7. The method for joint reconstruction of active laser imaging signal extraction and point cloud image based on Poisson weighted gain for a 128×256 large array GM-APD according to claim 1, characterized in that, Step 8 yields a high-quality reconstructed distance image. D final The method is as follows: (11) in, This indicates element-wise multiplication.

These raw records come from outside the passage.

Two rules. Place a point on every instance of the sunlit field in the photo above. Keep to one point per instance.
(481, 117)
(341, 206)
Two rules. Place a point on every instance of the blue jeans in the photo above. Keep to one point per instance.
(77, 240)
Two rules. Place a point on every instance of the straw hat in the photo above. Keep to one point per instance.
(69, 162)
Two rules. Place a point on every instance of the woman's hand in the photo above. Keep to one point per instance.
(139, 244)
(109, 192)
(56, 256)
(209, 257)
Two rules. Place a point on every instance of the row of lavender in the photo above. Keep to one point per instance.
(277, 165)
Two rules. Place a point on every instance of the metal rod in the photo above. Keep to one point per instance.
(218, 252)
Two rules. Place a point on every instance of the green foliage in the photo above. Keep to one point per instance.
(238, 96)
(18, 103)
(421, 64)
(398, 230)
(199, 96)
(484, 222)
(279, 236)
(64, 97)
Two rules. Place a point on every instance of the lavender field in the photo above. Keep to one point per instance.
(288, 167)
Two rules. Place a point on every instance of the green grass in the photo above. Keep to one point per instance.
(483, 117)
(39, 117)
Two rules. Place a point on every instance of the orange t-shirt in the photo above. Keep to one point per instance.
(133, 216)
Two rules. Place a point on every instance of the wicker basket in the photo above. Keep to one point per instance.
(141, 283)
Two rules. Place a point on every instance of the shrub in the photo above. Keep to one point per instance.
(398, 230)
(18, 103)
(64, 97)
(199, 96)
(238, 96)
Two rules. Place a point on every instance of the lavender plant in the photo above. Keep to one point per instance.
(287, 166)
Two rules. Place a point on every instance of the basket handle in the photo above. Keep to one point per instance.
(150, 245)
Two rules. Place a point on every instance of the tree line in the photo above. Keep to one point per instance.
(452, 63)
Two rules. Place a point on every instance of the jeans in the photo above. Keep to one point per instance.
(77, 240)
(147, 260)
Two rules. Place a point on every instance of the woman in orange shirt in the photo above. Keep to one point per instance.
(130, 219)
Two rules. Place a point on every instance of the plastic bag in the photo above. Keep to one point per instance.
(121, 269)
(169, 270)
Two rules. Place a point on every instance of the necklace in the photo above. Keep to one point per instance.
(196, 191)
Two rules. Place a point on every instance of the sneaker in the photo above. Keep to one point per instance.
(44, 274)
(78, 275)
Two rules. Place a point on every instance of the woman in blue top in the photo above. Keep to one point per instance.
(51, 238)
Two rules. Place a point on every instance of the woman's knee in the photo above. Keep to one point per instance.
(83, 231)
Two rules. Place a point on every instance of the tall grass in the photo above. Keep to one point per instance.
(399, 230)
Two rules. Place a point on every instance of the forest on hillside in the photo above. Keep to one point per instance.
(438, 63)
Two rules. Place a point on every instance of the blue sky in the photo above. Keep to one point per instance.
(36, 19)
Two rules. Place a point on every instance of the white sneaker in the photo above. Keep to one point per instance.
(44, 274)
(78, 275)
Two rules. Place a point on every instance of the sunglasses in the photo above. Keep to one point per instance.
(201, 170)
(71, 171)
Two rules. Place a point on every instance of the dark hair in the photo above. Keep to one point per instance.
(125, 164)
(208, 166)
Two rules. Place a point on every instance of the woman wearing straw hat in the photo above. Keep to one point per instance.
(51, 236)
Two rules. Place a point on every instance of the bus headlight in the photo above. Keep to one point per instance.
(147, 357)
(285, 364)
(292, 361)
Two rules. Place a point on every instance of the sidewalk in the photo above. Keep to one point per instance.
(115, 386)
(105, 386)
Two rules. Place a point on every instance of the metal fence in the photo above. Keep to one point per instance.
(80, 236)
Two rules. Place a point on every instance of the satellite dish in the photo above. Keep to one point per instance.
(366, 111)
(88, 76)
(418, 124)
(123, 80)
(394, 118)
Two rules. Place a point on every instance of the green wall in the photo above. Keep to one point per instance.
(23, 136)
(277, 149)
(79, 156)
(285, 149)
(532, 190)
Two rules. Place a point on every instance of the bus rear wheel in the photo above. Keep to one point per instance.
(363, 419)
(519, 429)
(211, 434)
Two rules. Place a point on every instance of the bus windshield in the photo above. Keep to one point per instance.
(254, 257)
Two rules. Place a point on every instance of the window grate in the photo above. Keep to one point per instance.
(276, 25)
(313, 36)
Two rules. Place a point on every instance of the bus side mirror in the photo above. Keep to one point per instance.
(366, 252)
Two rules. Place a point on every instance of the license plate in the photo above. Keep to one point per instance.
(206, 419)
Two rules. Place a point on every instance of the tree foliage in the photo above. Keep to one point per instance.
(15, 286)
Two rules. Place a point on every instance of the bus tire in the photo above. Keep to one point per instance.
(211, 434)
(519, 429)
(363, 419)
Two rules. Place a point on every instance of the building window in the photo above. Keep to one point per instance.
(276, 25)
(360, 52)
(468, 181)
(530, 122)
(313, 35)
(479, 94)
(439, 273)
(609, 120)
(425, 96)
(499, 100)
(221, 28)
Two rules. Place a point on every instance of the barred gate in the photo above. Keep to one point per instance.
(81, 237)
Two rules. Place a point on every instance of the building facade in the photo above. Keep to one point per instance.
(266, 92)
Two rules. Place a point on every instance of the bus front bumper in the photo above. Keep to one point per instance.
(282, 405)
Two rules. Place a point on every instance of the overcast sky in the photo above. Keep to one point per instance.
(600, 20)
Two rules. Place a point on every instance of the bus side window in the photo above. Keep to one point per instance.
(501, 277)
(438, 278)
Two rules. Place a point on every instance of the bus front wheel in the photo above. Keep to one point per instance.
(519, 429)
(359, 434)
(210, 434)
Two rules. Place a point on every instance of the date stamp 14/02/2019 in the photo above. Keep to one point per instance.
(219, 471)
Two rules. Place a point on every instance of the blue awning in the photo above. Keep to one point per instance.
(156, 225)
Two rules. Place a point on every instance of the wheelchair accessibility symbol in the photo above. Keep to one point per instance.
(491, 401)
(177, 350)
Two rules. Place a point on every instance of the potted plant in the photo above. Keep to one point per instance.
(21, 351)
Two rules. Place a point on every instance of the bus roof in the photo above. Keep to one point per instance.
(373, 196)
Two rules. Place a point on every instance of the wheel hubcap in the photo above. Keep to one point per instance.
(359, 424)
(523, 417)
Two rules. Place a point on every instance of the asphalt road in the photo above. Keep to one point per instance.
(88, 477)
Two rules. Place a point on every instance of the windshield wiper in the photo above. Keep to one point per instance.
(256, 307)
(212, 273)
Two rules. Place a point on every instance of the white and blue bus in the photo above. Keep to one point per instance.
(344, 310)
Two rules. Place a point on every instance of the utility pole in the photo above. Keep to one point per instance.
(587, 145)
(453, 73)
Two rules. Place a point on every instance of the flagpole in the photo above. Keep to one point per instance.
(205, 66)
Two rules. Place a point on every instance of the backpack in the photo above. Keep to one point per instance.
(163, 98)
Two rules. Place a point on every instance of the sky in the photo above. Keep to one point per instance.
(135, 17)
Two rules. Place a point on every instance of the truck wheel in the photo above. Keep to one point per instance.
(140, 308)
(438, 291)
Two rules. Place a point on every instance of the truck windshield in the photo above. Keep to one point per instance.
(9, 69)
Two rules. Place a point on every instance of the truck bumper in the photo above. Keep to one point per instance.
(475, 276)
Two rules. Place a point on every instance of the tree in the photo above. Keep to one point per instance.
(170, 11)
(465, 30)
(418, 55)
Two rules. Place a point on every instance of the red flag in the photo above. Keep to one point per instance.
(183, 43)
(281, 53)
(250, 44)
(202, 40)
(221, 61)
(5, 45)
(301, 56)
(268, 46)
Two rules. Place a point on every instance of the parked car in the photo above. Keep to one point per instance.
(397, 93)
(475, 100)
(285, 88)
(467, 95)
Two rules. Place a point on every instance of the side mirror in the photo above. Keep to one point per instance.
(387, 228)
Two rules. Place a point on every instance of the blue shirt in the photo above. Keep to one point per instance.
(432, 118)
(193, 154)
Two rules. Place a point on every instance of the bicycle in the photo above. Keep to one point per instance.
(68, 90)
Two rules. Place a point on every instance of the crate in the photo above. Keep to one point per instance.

8. A system for joint reconstruction of active laser imaging signal extraction and point cloud image based on a 128×256 large array GM-APD using Poisson weighted gain, characterized in that... The system includes: The data statistics module is used to perform statistical analysis on multi-frame echo data acquired by the GM-APD detector and generate a time-trigger count histogram. The weighted gain function calculation module is used to combine the characteristics of Poisson distribution to establish a probability distribution model of noise-triggered events and calculate the weighted gain function. The initial distance image extraction module applies the weighted gain function calculated by the weighted gain function calculation module to the time-trigger count statistical histogram described by the data statistics module, generating an enhanced histogram after noise suppression, and extracting the initial distance image of the target. D init ; The point cloud processing module is used to process the initial range image of the target extracted by the initial range image extraction module. D init Mapping to 3D space to generate an initial point cloud P init ; The noise reduction module is used to process the initial point cloud based on the DBSCAN density clustering algorithm. P init Denoising is performed to separate and remove discrete noise points; The preliminary binary mask generation module is used to re-project the denoised point cloud onto the two-dimensional image plane to generate a preliminary binary mask. M init ; The final mask generation module is used to generate the initial binary mask. M init Convolutional filtering and morphological filtering are performed within the contour area to generate the final mask. M refined ; Image optimization module, used to optimize the final mask M refined Image of initial distance D init Element-wise dot product is performed to filter out regions marked as background by the mask, while retaining the distance information of the target region, resulting in a high-quality reconstructed distance image. D final .

9. A computer storage medium storing a computer program, characterized in that, When the computer program is executed by a processor, it implements the method described in any one of claims 1-7.

10. A computer device, characterized in that, include: A memory, a processor, and a computer program stored in the memory and executable on the processor, the processor executing the program to implement the method of any one of claims 1-7.